Мирную картину вдруг разрушила женщина, которая позвала Маттиаса:
– Маттео! Что ты там делаешь?
Мне не нужно было оборачиваться, чтобы догадаться, от кого исходит этот вопрос. Брюзгливый тон человека, который лучше знает, как надо, было ни с чем не спутать. И, разумеется, в следующее мгновение перед нами появилась Юлиана Тассельхофф, известная как Джулия Тассини, и окинула своего сына осуждающим взглядом.
– Ты должен следить за тем, как работают строители, а не лентяйничать, сидя на солнце!
При этом она взглянула на меня, будто я как-то подло разыграла Маттео.
– Это, случайно, не та девочка, у которой с головой непорядок? Как там ее зовут? Анна?
– Мама, я тебя умоляю, – сказал Маттиас, которого это явно задело. Немного увереннее он продолжил: – Ты же видишь, что строители работают прилежно. Они не любят, когда кто-то постоянно смотрит им под руку.

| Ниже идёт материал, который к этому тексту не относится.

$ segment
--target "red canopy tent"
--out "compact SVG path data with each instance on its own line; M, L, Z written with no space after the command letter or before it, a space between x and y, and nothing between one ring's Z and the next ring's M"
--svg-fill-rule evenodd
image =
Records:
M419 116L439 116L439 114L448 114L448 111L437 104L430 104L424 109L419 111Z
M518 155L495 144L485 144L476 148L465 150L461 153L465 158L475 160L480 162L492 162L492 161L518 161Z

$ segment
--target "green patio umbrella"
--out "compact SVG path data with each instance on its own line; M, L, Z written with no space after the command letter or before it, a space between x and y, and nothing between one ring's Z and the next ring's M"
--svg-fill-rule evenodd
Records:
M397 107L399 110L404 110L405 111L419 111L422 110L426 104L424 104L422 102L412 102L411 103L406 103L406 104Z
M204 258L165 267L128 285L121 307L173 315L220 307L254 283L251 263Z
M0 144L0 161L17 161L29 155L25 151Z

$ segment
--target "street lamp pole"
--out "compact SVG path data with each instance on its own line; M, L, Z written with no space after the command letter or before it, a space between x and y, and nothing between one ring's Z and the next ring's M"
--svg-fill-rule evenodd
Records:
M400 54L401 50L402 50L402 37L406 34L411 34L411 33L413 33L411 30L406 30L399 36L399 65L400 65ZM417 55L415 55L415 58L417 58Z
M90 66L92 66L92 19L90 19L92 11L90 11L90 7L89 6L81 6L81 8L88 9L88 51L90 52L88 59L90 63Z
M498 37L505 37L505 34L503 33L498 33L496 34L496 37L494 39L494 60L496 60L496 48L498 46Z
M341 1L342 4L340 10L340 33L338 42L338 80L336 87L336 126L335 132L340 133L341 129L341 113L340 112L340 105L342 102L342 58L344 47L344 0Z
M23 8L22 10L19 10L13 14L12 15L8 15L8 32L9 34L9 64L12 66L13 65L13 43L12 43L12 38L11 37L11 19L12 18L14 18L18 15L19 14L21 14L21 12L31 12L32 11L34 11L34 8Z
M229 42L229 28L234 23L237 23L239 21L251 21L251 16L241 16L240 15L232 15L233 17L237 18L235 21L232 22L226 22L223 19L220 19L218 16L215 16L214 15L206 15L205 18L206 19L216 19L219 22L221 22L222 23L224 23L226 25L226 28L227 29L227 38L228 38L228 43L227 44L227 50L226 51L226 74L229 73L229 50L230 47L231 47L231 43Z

Возможно, он еще надеялся, что его мама снова уберется, но она стояла, словно приросла к месту, и не спускала с нас глаз.
Трамецини и солнце больше меня не радовали. Я поднялась и отряхнула пыль с платья.
– Мне пора идти. Было приятно встретиться с тобой, Маттео. Может, однажды мы снова увидимся.
Это прозвучало так, будто я считала, что мы прощаемся навсегда. Я почувствовала, что у меня в глазах стоят слезы, и поспешно опустила вуаль, чтобы никто этого не увидел. Маттиас Тассельхофф был единственным, что связывало меня с родным временем. Он родился в том же году, что и я. Даже если он больше никогда не сможет вспомнить о своей прежней жизни, встреча с ним была для меня как спасательный трос. Если я сейчас уйду, эта связь оборвется.